I could include several more quotes, but I think the point sufficiently demonstrated. The Constitution nowhere grants the Federal government the power to prevent the States from seceding. Therefore, the Federal government possesses no such power, and any attempt to coerce the States to remain in the Union is a violation of the Constitution.

6: As James Madison wrote in Federalist No. 45: “Those [powers] which are to remain in the State governments are numerous and indefinite.”[10] The powers of the States pre-exist the Constitution, and this reality is reflected in the document itself. Article One, Section Ten provides a list of things the States may not do, an explicit, limited prohibition on pre-existing authority and power.[11]

This section is a negative restriction.

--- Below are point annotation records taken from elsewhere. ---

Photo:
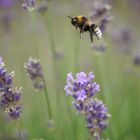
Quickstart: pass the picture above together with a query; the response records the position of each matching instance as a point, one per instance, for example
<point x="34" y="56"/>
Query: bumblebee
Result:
<point x="84" y="24"/>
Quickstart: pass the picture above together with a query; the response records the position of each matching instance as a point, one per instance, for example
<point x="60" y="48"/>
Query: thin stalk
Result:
<point x="34" y="36"/>
<point x="76" y="55"/>
<point x="47" y="100"/>
<point x="37" y="55"/>
<point x="19" y="130"/>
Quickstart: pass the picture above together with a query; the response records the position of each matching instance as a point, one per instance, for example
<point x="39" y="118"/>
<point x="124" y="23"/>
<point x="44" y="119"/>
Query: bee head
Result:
<point x="73" y="21"/>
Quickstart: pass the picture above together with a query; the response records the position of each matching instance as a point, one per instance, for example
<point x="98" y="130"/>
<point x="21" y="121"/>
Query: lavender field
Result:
<point x="56" y="85"/>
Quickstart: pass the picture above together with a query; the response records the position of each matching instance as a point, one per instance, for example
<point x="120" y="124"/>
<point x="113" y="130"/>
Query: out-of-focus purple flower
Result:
<point x="101" y="14"/>
<point x="96" y="115"/>
<point x="99" y="47"/>
<point x="122" y="35"/>
<point x="136" y="59"/>
<point x="34" y="70"/>
<point x="10" y="97"/>
<point x="14" y="111"/>
<point x="28" y="5"/>
<point x="94" y="111"/>
<point x="82" y="87"/>
<point x="6" y="3"/>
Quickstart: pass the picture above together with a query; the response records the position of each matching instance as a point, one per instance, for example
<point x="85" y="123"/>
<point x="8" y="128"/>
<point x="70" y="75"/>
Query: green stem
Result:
<point x="34" y="36"/>
<point x="19" y="130"/>
<point x="37" y="54"/>
<point x="47" y="100"/>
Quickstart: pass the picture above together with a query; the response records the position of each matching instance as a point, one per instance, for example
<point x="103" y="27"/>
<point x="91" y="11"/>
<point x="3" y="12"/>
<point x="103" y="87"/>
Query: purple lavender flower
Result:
<point x="5" y="78"/>
<point x="96" y="115"/>
<point x="94" y="111"/>
<point x="34" y="70"/>
<point x="28" y="5"/>
<point x="42" y="7"/>
<point x="136" y="59"/>
<point x="14" y="111"/>
<point x="99" y="47"/>
<point x="9" y="98"/>
<point x="82" y="87"/>
<point x="6" y="3"/>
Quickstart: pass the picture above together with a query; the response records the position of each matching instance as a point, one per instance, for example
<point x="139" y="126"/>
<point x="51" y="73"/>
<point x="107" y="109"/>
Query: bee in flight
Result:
<point x="84" y="24"/>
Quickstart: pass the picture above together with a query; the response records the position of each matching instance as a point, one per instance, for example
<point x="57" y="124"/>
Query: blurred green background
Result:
<point x="50" y="37"/>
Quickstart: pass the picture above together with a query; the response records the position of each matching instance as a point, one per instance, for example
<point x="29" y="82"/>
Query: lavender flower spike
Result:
<point x="9" y="97"/>
<point x="82" y="87"/>
<point x="34" y="70"/>
<point x="96" y="115"/>
<point x="5" y="78"/>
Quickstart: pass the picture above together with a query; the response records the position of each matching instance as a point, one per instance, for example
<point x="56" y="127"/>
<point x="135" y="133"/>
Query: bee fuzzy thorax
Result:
<point x="98" y="32"/>
<point x="86" y="25"/>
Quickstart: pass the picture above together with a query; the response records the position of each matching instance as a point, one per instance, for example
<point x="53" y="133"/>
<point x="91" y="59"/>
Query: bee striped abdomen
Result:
<point x="97" y="32"/>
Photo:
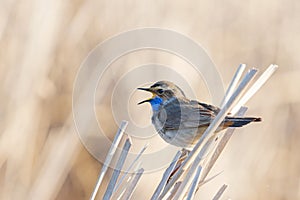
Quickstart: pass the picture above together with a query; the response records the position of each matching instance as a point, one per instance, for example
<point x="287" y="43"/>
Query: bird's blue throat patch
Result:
<point x="155" y="103"/>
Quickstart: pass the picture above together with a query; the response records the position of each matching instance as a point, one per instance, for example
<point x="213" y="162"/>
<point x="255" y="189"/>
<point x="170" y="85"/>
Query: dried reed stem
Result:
<point x="166" y="176"/>
<point x="220" y="192"/>
<point x="194" y="185"/>
<point x="117" y="170"/>
<point x="130" y="167"/>
<point x="130" y="189"/>
<point x="233" y="84"/>
<point x="109" y="157"/>
<point x="255" y="87"/>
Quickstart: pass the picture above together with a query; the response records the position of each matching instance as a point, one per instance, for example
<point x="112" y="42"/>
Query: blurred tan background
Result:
<point x="44" y="42"/>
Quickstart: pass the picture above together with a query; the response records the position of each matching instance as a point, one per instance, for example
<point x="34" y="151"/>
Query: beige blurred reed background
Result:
<point x="44" y="42"/>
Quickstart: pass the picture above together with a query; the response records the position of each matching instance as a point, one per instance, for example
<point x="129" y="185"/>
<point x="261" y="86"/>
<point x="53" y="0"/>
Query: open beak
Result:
<point x="145" y="89"/>
<point x="147" y="100"/>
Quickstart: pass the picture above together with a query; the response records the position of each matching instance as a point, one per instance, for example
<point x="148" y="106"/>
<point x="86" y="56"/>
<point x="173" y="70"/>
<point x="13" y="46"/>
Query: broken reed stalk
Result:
<point x="166" y="176"/>
<point x="194" y="185"/>
<point x="255" y="87"/>
<point x="237" y="76"/>
<point x="220" y="192"/>
<point x="132" y="185"/>
<point x="117" y="170"/>
<point x="196" y="154"/>
<point x="130" y="167"/>
<point x="109" y="157"/>
<point x="220" y="147"/>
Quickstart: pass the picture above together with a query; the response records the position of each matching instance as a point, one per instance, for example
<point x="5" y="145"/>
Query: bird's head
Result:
<point x="162" y="90"/>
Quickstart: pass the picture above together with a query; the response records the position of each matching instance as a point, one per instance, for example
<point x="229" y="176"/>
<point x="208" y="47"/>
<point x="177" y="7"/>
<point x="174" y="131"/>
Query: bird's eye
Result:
<point x="160" y="91"/>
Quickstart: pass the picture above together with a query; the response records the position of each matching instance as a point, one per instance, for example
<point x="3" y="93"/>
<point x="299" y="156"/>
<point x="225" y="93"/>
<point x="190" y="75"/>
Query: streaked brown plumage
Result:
<point x="180" y="121"/>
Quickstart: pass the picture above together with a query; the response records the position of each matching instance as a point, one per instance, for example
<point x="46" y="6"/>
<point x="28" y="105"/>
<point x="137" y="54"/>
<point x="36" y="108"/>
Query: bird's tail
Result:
<point x="240" y="121"/>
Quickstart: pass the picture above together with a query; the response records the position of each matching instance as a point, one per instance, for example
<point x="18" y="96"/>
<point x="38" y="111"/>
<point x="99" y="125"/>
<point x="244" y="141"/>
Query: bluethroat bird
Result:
<point x="180" y="121"/>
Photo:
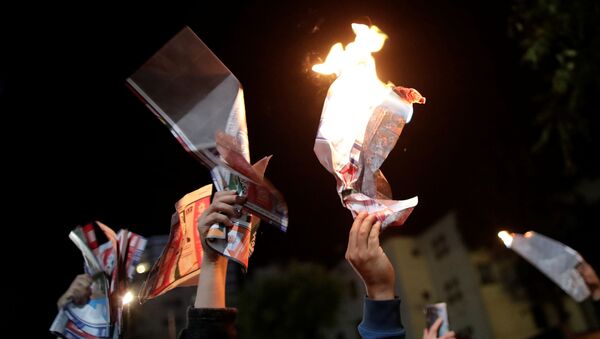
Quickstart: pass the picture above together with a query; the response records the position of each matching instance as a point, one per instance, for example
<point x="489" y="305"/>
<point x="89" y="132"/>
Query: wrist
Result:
<point x="381" y="292"/>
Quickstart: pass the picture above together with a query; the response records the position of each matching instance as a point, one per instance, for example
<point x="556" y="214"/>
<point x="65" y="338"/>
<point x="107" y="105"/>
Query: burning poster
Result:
<point x="556" y="260"/>
<point x="361" y="121"/>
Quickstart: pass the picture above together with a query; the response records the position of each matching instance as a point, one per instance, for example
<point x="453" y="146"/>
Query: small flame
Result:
<point x="506" y="238"/>
<point x="127" y="298"/>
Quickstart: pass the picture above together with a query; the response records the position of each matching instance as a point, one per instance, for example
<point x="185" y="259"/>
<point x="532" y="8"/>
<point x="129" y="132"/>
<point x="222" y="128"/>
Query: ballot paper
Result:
<point x="110" y="265"/>
<point x="556" y="260"/>
<point x="361" y="121"/>
<point x="190" y="90"/>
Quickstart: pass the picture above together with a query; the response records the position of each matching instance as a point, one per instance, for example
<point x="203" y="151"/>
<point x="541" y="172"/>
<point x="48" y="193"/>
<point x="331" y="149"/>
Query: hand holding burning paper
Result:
<point x="361" y="121"/>
<point x="557" y="261"/>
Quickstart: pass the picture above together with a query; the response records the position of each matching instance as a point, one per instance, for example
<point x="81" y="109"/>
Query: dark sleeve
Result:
<point x="381" y="319"/>
<point x="211" y="323"/>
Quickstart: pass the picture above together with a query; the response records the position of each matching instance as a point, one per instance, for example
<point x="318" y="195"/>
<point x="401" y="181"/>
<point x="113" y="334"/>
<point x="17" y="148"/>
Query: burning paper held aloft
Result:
<point x="556" y="260"/>
<point x="361" y="121"/>
<point x="190" y="90"/>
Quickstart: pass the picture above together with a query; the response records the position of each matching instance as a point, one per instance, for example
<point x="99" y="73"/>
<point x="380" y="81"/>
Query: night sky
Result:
<point x="95" y="152"/>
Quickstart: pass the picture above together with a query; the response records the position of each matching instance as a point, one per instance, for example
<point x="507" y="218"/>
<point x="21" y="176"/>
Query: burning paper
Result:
<point x="361" y="121"/>
<point x="179" y="264"/>
<point x="202" y="103"/>
<point x="556" y="260"/>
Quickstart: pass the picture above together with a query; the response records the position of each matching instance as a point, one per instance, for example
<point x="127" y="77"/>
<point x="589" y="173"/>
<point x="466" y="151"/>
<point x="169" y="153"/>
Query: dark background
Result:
<point x="82" y="147"/>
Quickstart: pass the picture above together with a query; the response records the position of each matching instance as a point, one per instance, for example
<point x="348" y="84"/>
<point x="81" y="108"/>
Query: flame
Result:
<point x="357" y="89"/>
<point x="506" y="238"/>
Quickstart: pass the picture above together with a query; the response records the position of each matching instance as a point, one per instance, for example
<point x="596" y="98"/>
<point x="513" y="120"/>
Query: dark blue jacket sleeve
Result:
<point x="381" y="319"/>
<point x="210" y="323"/>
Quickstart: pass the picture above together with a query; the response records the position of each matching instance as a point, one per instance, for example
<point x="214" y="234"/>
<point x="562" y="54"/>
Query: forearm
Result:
<point x="211" y="285"/>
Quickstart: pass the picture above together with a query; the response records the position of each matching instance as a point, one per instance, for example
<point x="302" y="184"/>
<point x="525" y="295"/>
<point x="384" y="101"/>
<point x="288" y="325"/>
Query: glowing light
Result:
<point x="127" y="298"/>
<point x="141" y="268"/>
<point x="506" y="238"/>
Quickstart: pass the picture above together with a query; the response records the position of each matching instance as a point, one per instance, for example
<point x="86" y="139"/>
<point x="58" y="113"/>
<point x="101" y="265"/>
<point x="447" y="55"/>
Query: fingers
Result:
<point x="373" y="242"/>
<point x="353" y="232"/>
<point x="221" y="210"/>
<point x="436" y="326"/>
<point x="362" y="238"/>
<point x="217" y="218"/>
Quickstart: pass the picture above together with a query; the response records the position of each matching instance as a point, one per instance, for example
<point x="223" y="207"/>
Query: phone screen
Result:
<point x="435" y="311"/>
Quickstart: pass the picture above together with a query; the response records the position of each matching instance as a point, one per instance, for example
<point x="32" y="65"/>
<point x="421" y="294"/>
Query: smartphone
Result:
<point x="435" y="311"/>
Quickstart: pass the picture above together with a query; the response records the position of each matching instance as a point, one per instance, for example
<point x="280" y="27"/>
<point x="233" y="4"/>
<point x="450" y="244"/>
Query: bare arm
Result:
<point x="211" y="284"/>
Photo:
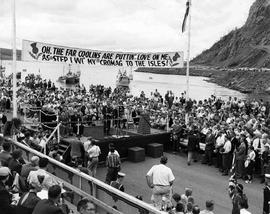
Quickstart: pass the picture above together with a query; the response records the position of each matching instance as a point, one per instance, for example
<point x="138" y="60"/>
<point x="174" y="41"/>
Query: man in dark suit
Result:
<point x="5" y="155"/>
<point x="193" y="145"/>
<point x="52" y="204"/>
<point x="266" y="194"/>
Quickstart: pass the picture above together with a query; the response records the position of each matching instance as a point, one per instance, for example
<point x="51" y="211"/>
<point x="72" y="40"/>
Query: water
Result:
<point x="199" y="89"/>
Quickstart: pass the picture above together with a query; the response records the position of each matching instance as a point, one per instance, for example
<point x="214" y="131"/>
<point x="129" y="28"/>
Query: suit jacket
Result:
<point x="266" y="199"/>
<point x="193" y="142"/>
<point x="4" y="158"/>
<point x="27" y="203"/>
<point x="47" y="206"/>
<point x="241" y="152"/>
<point x="15" y="166"/>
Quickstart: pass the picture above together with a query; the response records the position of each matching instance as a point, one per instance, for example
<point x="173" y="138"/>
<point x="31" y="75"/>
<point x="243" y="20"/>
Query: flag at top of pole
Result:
<point x="185" y="17"/>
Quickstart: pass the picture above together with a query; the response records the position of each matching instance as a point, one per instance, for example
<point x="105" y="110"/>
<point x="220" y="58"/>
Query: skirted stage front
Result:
<point x="122" y="144"/>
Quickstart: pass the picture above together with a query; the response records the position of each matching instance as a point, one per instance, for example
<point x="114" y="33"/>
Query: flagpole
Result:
<point x="188" y="51"/>
<point x="14" y="59"/>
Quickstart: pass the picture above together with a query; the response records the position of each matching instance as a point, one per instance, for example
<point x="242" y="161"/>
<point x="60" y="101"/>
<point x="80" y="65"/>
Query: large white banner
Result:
<point x="42" y="52"/>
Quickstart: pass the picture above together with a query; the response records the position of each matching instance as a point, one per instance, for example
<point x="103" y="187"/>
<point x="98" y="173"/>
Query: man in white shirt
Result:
<point x="41" y="177"/>
<point x="209" y="208"/>
<point x="226" y="156"/>
<point x="160" y="179"/>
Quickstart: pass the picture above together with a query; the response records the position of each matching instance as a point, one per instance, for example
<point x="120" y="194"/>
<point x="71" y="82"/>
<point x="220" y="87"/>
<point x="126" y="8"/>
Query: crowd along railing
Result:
<point x="103" y="195"/>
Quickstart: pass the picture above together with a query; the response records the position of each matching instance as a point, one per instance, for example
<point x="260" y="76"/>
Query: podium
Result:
<point x="144" y="124"/>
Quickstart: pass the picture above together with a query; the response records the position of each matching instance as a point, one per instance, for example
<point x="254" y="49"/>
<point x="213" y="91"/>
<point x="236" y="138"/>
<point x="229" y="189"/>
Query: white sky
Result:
<point x="122" y="25"/>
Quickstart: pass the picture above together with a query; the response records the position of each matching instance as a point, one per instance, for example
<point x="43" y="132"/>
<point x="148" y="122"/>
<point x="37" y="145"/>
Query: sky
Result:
<point x="121" y="25"/>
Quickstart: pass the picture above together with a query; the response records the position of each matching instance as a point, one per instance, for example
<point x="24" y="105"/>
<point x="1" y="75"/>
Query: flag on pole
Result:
<point x="186" y="15"/>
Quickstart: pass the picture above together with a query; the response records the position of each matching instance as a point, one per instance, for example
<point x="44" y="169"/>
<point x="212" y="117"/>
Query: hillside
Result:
<point x="248" y="46"/>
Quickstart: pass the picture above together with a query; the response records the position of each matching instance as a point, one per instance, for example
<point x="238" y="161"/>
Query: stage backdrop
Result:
<point x="42" y="52"/>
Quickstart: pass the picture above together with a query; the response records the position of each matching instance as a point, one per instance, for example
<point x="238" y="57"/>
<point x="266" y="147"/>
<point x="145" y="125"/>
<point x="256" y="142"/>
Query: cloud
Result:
<point x="126" y="25"/>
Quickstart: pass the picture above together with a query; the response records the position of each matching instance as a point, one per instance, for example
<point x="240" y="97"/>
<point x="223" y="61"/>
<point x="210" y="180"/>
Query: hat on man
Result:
<point x="209" y="204"/>
<point x="121" y="174"/>
<point x="4" y="171"/>
<point x="34" y="159"/>
<point x="267" y="176"/>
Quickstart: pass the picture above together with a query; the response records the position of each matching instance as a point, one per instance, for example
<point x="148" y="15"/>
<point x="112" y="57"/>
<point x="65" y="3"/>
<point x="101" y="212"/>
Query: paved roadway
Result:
<point x="206" y="182"/>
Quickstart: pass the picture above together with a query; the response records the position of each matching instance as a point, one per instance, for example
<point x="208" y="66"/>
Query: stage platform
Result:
<point x="124" y="139"/>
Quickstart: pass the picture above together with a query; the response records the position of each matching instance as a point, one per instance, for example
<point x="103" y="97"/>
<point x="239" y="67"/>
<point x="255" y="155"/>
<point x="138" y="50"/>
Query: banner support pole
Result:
<point x="14" y="98"/>
<point x="188" y="51"/>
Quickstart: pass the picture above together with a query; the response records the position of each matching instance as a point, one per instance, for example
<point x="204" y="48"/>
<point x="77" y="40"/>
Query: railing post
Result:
<point x="58" y="129"/>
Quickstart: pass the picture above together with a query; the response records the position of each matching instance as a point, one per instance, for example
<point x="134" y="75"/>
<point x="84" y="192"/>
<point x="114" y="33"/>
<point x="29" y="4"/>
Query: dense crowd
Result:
<point x="234" y="132"/>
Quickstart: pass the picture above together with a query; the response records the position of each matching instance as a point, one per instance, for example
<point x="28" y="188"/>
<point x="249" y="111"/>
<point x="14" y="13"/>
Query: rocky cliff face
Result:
<point x="248" y="46"/>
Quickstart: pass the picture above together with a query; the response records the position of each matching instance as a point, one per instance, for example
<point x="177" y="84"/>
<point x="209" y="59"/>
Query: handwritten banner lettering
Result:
<point x="42" y="52"/>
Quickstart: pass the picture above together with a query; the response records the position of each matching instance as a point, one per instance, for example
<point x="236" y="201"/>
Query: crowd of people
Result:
<point x="234" y="132"/>
<point x="27" y="188"/>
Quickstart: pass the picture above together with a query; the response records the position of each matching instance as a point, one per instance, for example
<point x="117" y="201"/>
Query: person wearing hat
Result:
<point x="160" y="179"/>
<point x="93" y="154"/>
<point x="85" y="206"/>
<point x="4" y="176"/>
<point x="266" y="194"/>
<point x="29" y="200"/>
<point x="237" y="195"/>
<point x="265" y="161"/>
<point x="118" y="183"/>
<point x="5" y="154"/>
<point x="28" y="167"/>
<point x="209" y="207"/>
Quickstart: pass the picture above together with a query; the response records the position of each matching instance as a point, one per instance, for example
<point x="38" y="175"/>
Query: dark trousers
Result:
<point x="219" y="161"/>
<point x="239" y="168"/>
<point x="111" y="174"/>
<point x="208" y="157"/>
<point x="250" y="170"/>
<point x="226" y="162"/>
<point x="106" y="126"/>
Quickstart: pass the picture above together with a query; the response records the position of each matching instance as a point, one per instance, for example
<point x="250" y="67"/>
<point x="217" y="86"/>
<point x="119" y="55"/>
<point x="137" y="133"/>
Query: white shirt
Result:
<point x="244" y="211"/>
<point x="206" y="212"/>
<point x="162" y="175"/>
<point x="94" y="151"/>
<point x="86" y="145"/>
<point x="220" y="140"/>
<point x="115" y="152"/>
<point x="227" y="146"/>
<point x="47" y="182"/>
<point x="256" y="143"/>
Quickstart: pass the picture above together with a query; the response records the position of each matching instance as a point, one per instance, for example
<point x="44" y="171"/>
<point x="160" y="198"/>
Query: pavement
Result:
<point x="206" y="182"/>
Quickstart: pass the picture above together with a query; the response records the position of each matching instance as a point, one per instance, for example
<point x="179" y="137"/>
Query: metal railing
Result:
<point x="83" y="185"/>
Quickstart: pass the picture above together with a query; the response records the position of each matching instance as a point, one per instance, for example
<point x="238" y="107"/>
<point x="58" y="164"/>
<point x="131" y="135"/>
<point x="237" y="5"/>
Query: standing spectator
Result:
<point x="29" y="200"/>
<point x="193" y="145"/>
<point x="209" y="147"/>
<point x="113" y="164"/>
<point x="51" y="205"/>
<point x="118" y="183"/>
<point x="226" y="156"/>
<point x="86" y="207"/>
<point x="160" y="179"/>
<point x="250" y="164"/>
<point x="240" y="156"/>
<point x="16" y="162"/>
<point x="93" y="153"/>
<point x="5" y="155"/>
<point x="4" y="176"/>
<point x="237" y="195"/>
<point x="77" y="149"/>
<point x="35" y="176"/>
<point x="5" y="203"/>
<point x="209" y="207"/>
<point x="266" y="194"/>
<point x="265" y="161"/>
<point x="243" y="207"/>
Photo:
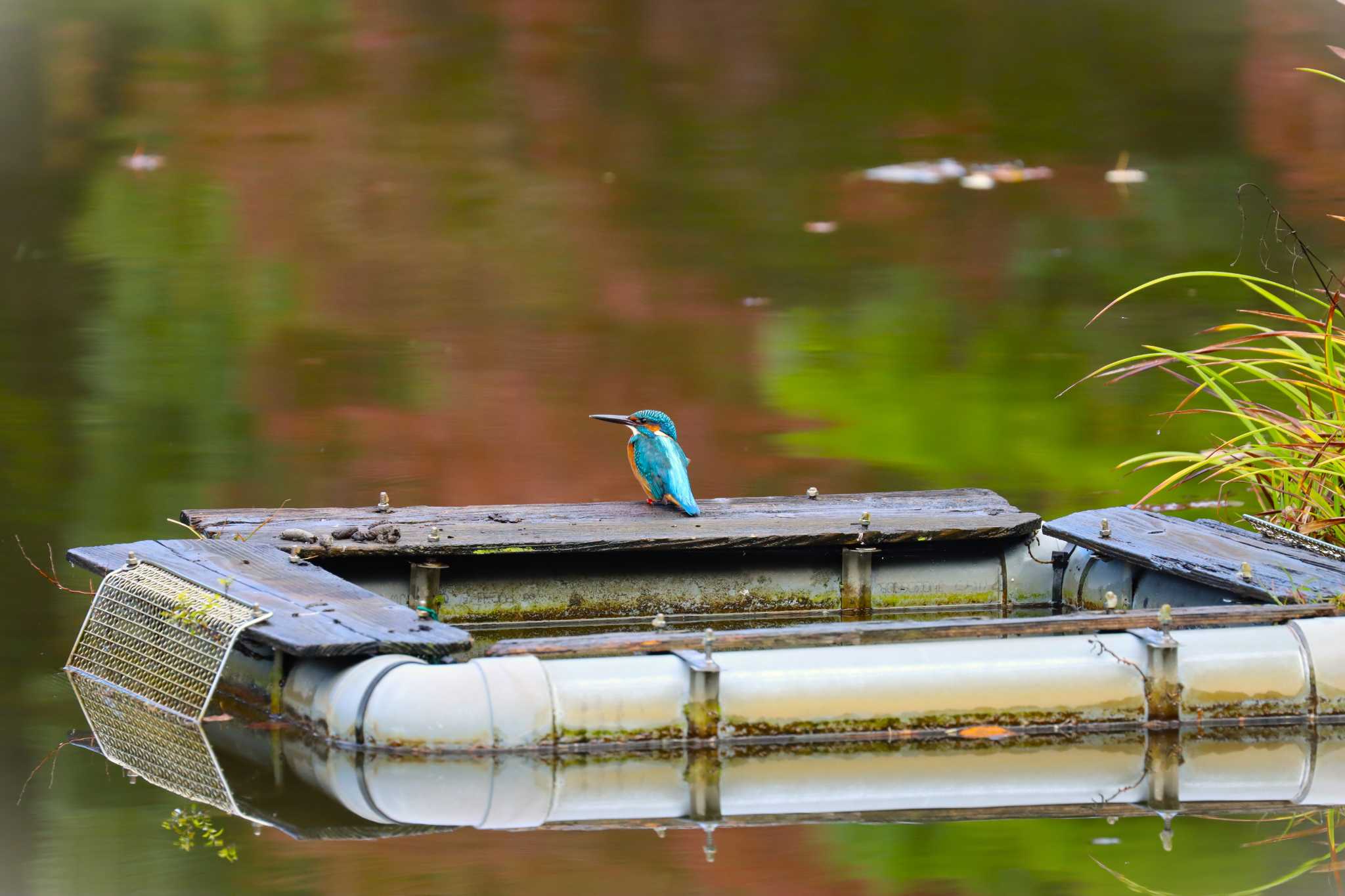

If an action is not prohibited by Article One, Section Ten (or by later amendment), the States may do as they please.[12]

7: Article III, Section 3 of the United States Constitution says: “Treason against the United States, shall consist only in levying war against them, or in adhering to their enemies, giving them aid and comfort. No person shall be convicted of treason unless on the testimony of two witnesses to the same overt act, or on confession in open court. The Congress shall have power to declare the punishment of treason, but no attainder of treason shall work corruption of blood, or forfeiture except during the life of the person attainted.”[13]

You no doubt have noticed that “secession” is not listed as a treasonous activity in the section quoted, nor is treason defined in any other article or section of the Constitution.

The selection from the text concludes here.